Ад
Остается только Лариса, с которой у Любы всегда найдется о чем поболтать – и об отце, и о здоровье бабушки, и о делах на заводе. Как же так вышло, что соседская девочка стала ей ближе родных детей? Ну, может, и не ближе, но она осталась единственной из младшего поколения, с кем Люба еще может о чем-то разговаривать.
«Дворники» исступленно метались по лобовому стеклу, счищая обильные крупные снежные хлопья, через боковые стекла было почти ничего не видно, и Любе казалось, что они отрезаны от всего мира в этом замкнутом пространстве автомобиля, и как хорошо, если бы это никогда не кончалось, и Коля всегда был бы с ней рядом, в безопасности и покое, держал бы руки на ее плечах и говорил ласковые слова, и она могла бы больше о нем не волноваться. Она закрыла глаза, прижалась щекой к руке сына, но вместо того, чтобы расслабиться, вдруг снова ощутила мокрый холод в тех местах, куда попал снег, когда она упала. И почему полному счастью всегда мешают какие-то противные мелочи?
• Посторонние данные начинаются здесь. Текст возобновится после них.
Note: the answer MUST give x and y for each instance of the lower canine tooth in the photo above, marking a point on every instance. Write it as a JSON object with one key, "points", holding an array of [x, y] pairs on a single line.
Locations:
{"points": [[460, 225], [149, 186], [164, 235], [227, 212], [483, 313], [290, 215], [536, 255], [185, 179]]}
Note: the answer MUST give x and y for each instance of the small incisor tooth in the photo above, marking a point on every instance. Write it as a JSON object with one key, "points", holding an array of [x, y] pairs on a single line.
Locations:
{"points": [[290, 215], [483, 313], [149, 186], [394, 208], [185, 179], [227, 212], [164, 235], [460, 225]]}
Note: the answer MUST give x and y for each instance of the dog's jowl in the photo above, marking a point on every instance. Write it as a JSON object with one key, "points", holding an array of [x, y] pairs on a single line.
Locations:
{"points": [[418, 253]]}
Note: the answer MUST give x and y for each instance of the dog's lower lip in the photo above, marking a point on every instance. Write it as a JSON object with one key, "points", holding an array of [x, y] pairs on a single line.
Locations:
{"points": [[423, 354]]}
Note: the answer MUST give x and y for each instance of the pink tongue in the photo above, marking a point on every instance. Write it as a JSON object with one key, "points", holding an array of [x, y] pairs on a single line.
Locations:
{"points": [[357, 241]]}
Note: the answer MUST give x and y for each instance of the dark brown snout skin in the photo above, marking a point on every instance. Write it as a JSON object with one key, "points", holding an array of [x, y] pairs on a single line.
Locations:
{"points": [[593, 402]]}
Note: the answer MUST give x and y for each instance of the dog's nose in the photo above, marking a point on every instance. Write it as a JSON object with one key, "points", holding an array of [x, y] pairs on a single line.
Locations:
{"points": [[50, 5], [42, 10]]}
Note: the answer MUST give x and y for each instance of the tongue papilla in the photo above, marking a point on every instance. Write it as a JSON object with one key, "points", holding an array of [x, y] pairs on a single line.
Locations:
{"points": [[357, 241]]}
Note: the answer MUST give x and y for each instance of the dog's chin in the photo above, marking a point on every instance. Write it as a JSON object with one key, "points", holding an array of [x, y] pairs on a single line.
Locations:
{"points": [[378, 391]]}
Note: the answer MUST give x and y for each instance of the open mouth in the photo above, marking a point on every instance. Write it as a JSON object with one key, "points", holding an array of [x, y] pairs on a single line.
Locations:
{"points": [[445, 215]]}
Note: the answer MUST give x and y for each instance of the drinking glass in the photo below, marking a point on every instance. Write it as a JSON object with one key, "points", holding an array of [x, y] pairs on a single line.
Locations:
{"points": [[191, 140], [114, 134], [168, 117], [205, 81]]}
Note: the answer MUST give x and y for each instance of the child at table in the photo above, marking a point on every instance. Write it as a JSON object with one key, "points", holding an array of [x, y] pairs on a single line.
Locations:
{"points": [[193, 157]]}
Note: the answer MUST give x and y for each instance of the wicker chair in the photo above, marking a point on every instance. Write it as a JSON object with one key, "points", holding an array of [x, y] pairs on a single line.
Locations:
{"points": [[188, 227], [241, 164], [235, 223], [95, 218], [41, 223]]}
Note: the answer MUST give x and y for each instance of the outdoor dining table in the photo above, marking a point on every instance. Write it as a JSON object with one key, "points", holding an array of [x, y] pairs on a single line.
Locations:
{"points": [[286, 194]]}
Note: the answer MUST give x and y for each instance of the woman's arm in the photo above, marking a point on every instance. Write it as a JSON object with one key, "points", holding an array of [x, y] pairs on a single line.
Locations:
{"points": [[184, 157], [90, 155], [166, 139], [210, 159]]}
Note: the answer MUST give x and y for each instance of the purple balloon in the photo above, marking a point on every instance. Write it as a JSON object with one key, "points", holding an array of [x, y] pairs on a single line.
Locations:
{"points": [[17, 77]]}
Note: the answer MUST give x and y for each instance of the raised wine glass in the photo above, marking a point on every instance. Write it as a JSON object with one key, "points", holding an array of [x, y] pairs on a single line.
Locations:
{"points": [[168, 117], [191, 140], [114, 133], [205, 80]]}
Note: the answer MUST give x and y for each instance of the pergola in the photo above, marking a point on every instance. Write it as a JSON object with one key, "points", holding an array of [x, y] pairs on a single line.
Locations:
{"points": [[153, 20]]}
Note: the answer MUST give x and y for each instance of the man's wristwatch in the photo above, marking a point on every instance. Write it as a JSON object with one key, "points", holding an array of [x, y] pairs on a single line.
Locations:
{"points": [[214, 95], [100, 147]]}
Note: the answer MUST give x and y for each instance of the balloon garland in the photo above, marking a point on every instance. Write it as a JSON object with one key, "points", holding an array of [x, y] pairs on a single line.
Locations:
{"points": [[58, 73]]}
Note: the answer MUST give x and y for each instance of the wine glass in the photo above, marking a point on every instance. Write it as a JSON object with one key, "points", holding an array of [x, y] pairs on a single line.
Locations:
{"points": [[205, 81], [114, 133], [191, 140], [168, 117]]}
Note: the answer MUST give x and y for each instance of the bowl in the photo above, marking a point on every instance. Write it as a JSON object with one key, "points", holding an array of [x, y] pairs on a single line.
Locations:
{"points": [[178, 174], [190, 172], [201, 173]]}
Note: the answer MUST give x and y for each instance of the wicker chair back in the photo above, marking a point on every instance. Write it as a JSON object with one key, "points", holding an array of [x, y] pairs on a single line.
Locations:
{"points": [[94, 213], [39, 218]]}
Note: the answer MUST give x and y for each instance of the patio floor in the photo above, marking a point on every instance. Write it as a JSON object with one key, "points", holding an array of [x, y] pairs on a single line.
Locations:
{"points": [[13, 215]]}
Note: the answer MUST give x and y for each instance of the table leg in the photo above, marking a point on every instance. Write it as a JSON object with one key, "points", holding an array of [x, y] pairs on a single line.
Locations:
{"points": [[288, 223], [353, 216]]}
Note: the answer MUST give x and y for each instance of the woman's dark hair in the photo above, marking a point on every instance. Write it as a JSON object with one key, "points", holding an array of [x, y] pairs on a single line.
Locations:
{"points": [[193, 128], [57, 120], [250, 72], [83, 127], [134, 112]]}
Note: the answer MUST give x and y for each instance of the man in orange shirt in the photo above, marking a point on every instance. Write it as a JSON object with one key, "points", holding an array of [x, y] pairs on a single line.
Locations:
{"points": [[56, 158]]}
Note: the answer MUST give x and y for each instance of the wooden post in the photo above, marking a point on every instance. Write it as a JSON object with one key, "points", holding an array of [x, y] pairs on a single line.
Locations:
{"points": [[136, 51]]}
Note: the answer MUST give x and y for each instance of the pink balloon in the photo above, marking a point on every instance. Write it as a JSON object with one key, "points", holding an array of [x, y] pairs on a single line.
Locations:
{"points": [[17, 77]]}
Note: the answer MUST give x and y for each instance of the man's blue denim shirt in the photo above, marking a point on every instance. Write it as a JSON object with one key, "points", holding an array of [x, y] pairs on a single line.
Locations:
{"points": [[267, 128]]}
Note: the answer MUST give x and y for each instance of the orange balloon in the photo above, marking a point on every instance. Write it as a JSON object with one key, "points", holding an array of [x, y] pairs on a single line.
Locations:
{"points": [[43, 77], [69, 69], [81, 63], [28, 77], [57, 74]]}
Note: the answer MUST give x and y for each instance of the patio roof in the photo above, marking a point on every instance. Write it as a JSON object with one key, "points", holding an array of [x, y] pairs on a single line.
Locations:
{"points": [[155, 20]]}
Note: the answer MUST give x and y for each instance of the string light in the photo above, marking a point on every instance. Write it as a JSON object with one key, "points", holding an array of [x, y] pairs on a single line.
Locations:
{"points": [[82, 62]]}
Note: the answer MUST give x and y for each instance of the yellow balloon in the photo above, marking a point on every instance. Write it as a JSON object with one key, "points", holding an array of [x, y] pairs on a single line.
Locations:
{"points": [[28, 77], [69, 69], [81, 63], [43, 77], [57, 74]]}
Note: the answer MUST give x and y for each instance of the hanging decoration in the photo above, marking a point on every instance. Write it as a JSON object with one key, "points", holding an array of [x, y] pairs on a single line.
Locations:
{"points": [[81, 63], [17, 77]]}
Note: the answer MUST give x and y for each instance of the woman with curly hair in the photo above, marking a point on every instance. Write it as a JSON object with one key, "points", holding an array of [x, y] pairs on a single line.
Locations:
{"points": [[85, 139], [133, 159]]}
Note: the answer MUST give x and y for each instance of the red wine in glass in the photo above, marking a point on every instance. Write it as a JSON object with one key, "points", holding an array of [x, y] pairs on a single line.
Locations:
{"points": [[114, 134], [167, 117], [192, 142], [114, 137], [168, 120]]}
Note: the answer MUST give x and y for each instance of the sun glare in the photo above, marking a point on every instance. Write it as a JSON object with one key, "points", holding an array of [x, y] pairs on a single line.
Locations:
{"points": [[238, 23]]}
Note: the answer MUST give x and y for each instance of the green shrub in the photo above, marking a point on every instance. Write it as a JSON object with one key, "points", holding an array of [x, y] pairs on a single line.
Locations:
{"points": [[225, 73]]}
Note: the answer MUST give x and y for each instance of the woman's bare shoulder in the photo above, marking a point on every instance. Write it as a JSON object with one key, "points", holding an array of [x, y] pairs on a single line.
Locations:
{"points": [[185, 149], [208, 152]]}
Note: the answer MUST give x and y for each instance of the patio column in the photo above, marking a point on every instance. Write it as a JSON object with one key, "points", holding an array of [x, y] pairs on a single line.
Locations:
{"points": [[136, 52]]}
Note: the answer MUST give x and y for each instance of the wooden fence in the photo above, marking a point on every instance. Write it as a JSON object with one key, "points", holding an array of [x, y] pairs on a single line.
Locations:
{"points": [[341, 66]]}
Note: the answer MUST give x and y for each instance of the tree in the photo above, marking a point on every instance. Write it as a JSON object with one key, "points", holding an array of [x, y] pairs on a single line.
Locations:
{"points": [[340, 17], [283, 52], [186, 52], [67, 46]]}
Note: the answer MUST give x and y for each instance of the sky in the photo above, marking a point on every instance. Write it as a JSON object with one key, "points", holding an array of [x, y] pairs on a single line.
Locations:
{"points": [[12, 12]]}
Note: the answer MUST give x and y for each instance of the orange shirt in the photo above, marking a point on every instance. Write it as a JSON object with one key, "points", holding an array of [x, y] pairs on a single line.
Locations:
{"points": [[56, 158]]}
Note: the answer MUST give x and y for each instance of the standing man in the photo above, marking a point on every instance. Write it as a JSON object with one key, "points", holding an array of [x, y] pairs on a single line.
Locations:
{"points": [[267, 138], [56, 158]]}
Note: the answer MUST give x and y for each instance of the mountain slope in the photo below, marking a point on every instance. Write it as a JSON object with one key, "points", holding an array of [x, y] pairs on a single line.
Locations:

* * *– Ну, как тебе мой подарок? – Змей довольно улыбнулся. – Ты удовлетворен?
– Подарок отличный! Спасибо! – искренне поблагодарил Камень. – Но, если я правильно понял, ты все-таки знаешь больше, чем рассказываешь.
Змей потупился и кокетливо повел овальной головой, мол, ваш комплимент мне приятен, но я от похвалы смущаюсь.
– Так ты мне скажи, этот маленький негодяй действительно инсценировал свое похищение?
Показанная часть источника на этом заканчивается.